Could’ve been worse. Seriously. It really could’ve been worse.
One of this week’s only two notable US macro releases managed to beat estimates on Tuesday, a relief in the context of extremely poor household sentiment data.
The Conference Board headline was 91.2 for February, far better than the 87.5 consensus. The cherry on the sundae: Last month’s abysmal readout was revised meaningfully higher.
Now let’s be honest: We’re putting lipstick on pigs here. As the figure above reminds you, these are still terrible readouts.
Dana Peterson, the Conference Board’s chief economist, didn’t dance around the issue. “Consumers’ pessimistic expectations for the future eased somewhat [but] the Present Situation Index continued to decline, as net views on current business conditions fell.”
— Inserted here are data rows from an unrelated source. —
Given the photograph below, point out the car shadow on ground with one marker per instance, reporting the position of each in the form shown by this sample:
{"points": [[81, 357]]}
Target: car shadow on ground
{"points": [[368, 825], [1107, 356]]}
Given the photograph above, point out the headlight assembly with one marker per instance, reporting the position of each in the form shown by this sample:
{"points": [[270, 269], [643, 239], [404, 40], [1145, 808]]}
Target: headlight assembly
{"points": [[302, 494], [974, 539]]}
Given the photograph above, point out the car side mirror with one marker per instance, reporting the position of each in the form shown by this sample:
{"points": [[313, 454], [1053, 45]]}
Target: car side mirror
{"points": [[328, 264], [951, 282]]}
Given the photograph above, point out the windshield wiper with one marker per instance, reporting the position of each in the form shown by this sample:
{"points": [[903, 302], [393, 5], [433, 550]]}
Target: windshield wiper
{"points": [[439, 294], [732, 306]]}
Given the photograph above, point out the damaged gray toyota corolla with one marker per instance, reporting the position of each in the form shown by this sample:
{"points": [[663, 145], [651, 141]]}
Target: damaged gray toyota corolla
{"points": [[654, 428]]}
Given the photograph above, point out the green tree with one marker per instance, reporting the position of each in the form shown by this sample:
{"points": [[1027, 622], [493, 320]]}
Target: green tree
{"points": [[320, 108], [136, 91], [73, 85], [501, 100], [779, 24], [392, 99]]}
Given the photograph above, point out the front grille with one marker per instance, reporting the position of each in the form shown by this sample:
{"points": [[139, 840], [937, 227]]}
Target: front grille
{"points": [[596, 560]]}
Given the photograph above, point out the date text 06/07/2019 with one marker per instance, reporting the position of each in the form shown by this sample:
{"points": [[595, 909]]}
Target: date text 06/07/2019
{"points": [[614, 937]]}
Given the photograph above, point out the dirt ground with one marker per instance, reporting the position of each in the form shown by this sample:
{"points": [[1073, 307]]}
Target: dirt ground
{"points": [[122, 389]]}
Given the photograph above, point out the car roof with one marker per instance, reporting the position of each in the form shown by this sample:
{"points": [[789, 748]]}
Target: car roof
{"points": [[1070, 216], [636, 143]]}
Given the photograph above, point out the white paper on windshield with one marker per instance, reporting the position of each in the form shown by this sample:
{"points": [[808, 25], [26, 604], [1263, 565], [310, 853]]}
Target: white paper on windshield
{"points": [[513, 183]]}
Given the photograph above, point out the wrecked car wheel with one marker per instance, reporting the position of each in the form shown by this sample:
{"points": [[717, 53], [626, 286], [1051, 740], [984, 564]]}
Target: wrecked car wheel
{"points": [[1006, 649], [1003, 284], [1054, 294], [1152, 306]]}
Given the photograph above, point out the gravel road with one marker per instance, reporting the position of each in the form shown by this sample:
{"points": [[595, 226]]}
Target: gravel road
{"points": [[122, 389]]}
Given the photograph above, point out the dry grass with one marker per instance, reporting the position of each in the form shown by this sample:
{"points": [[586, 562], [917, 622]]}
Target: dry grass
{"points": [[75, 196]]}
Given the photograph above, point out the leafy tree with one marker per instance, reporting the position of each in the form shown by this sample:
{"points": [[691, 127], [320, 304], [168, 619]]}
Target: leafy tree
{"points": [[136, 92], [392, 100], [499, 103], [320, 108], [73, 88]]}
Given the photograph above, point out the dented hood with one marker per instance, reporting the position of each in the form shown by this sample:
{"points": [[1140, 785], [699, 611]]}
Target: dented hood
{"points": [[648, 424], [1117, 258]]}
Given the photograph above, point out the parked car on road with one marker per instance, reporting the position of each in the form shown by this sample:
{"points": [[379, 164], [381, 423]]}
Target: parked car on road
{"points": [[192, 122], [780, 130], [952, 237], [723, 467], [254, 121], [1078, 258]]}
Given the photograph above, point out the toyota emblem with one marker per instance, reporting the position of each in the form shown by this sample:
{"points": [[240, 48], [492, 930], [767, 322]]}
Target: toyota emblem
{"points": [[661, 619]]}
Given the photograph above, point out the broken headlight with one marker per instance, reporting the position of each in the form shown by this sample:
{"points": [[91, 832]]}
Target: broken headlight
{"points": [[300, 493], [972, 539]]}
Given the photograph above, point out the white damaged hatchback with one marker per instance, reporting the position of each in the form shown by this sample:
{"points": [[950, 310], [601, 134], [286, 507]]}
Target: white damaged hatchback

The Present Situation Index Peterson mentioned is the lowest since 2016 if you exclude the 2020 pandemic plunge. As discussed in this week’s macro preview, Americans are dejected.
We’re in a place now on household mood polling where anything that’s not an unmitigated disaster counts as “good” news. And Tuesday’s update from the Conference Board at least wasn’t an unmitigated disaster. Notably, the labor differential improved.
But, to reiterate, it’s rough out there. February’s write-in responses “continued to skew towards pessimism,” Peterson went on, adding that “comments about prices, inflation and the cost of goods remained at the top of consumer’s minds.”
[Insert your favorite Trump ‘Golden Age’ quip.]



We call that “Polishing a turd” in the UK!
This being one of the exceedingly rare instances when the American version’s more genteel.